When water pools and collects it can threaten buildings, landscapes, and create many drainage dilemmas. A properly installed French drain may be the answer. In some cases a modest drain can be installed with hand tools, but when bigger drains are needed it would be more efficient to use equipment such as a compact excavator. Once you have determined your drainage needs, and figured out the drain size needed. Check for potential obstacles underground (also call 811 before you dig hotline to find out if any underground utilities lie in the planned path of your drain). Estimate the materials needed such as drainage pipe, crushed stone, and landscape fabric. Don't forget connectors if needed as well as seed, and straw, or sod if you are trenching through a lawn. Set up a laser transmitter to measure depth and slope.

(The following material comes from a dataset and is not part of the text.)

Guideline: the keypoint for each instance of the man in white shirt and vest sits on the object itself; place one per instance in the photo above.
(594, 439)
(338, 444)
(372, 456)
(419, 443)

Dig entire trench. Stop periodically to check your depth and slope or place a laser transmitter on the arm of the excavator. Level bottom of drain and roll out landscape fabric.
After the fabric is in place add approximately 2 inches of stone evenly on top of the fabric along the base of the trench. Cap the beginning of the system. Lay the drain pipe. Fill the trench with stone keeping the pipe in the center of the ditch. Keep adding stone until you have filled the ditch to within 4 inches of the top.
Fold the landscape fabric over the top. This helps keep soil from mixing into the stone and eventually clogging the drain. Backfill the trench with topsoil soil, and allow the materials to settle reestablishing the previous grade. The French drain can then be covered with Turf, mulch, or previous materials making it virtually invisible.
If you have a wet basement, or water pooling and collecting in unwanted areas you may be able to fix your water problems once and for all by installing a French drain. One final note: the French drain did not originate in France, but was invented by Henry Flagg French who lived in Concord, Massachusetts.